The study was published in the Nov. 15 issue of the journal Cancer.

--Susan Okie


African American teenage boys who had been trained in problem-solving skills were less likely to have their blood pressure increase during stressful situations than those who received other support, according to a study.

Blacks are twice as likely to develop high blood pressure by age 40 as whites. They have nearly twice the risk of suffering a fatal stroke and five times greater risk of developing end stage kidney disease, both complications of high blood pressure.

Studies have shown that children and teens who have high-normal blood pressure readings are at increased risk for developing high blood pressure as adults. As part of an ongoing effort to better understand the development of high blood pressure among African Americans, a team of investigators from Virginia Commonwealth University has been studying children and teens in Richmond.

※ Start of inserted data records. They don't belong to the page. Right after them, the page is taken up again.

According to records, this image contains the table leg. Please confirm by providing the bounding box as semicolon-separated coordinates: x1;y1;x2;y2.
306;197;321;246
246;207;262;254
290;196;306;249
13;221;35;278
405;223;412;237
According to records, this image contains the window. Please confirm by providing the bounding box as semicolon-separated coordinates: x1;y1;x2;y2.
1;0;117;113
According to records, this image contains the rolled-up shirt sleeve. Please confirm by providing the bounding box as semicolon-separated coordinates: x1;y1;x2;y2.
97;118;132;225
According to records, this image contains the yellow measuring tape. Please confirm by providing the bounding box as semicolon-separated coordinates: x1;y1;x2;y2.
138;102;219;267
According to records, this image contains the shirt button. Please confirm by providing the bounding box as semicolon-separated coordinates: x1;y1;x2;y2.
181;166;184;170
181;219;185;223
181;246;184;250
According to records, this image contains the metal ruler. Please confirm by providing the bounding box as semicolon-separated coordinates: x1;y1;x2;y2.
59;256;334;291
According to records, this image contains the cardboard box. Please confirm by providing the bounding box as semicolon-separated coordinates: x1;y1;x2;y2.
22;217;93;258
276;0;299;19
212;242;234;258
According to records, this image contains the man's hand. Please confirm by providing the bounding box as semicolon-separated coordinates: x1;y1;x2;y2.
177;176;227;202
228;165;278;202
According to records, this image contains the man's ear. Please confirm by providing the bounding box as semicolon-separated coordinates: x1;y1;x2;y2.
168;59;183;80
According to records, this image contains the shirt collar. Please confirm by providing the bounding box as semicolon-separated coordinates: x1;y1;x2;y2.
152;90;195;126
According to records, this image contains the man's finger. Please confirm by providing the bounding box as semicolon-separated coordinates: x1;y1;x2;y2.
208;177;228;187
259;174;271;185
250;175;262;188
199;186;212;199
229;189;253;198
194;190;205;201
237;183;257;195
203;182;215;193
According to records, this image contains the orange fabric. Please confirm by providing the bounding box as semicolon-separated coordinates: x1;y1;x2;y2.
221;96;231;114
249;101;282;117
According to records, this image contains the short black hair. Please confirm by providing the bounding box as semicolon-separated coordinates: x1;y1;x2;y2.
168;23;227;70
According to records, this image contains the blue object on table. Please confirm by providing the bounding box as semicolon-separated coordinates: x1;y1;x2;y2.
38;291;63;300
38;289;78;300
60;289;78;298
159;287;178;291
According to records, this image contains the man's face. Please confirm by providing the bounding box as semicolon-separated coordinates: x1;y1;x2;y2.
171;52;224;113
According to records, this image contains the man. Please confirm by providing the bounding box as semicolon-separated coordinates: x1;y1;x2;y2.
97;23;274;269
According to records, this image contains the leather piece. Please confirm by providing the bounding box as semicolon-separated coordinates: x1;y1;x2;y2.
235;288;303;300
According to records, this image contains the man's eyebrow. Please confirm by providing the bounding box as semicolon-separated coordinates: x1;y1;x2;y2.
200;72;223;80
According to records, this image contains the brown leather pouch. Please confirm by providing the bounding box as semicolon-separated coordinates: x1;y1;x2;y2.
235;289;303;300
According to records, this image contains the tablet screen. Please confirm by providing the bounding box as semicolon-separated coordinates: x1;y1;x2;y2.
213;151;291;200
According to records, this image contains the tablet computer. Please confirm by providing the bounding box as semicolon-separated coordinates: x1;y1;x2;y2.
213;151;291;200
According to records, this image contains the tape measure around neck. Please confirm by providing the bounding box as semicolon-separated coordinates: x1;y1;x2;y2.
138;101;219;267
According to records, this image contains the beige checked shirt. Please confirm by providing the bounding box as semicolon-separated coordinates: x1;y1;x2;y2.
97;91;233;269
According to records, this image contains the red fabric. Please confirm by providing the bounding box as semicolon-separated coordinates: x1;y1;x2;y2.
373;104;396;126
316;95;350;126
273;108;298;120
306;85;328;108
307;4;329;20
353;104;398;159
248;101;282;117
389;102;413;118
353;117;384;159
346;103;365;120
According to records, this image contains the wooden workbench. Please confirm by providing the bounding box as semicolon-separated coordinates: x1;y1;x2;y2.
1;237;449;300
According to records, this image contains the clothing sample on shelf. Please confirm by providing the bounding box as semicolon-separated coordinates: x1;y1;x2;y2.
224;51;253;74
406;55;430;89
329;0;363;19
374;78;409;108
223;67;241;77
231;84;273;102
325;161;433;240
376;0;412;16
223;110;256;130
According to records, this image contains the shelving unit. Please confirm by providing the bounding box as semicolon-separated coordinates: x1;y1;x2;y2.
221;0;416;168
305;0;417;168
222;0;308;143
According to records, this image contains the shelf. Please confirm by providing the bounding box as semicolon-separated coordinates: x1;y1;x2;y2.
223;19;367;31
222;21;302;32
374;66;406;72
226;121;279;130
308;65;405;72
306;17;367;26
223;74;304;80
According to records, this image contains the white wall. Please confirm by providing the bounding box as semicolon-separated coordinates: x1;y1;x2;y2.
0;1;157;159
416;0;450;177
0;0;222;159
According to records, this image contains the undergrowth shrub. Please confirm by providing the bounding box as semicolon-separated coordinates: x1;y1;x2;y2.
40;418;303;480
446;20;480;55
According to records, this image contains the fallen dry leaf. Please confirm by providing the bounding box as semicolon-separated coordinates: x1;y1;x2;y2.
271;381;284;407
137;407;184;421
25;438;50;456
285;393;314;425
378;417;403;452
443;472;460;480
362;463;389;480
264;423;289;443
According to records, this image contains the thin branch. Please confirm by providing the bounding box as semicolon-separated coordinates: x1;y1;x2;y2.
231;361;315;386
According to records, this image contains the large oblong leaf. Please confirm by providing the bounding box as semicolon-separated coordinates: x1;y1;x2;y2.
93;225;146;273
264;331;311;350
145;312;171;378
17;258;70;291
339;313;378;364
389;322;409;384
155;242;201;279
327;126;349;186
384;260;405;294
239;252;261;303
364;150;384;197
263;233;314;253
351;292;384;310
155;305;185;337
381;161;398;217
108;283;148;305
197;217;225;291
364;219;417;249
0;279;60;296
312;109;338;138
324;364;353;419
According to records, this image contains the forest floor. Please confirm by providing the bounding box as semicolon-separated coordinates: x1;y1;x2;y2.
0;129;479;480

In this latest study of 48 healthy teens, aged 13 to 16, the researchers used a laboratory setting to duplicate life stresses, such as talking to a teacher about a bad grade or confronting a friend who failed to keep a promise.

All participants were healthy teens. They were equally divided between girls and boys.

The study found that boys who had earlier received problem-solving skills were less likely to show an increase in blood pressure during these stressful situations than those who were given emotional support at the time or no support. By contrast, the study found that girls benefited equally from either problem-solving skills or from emotional support.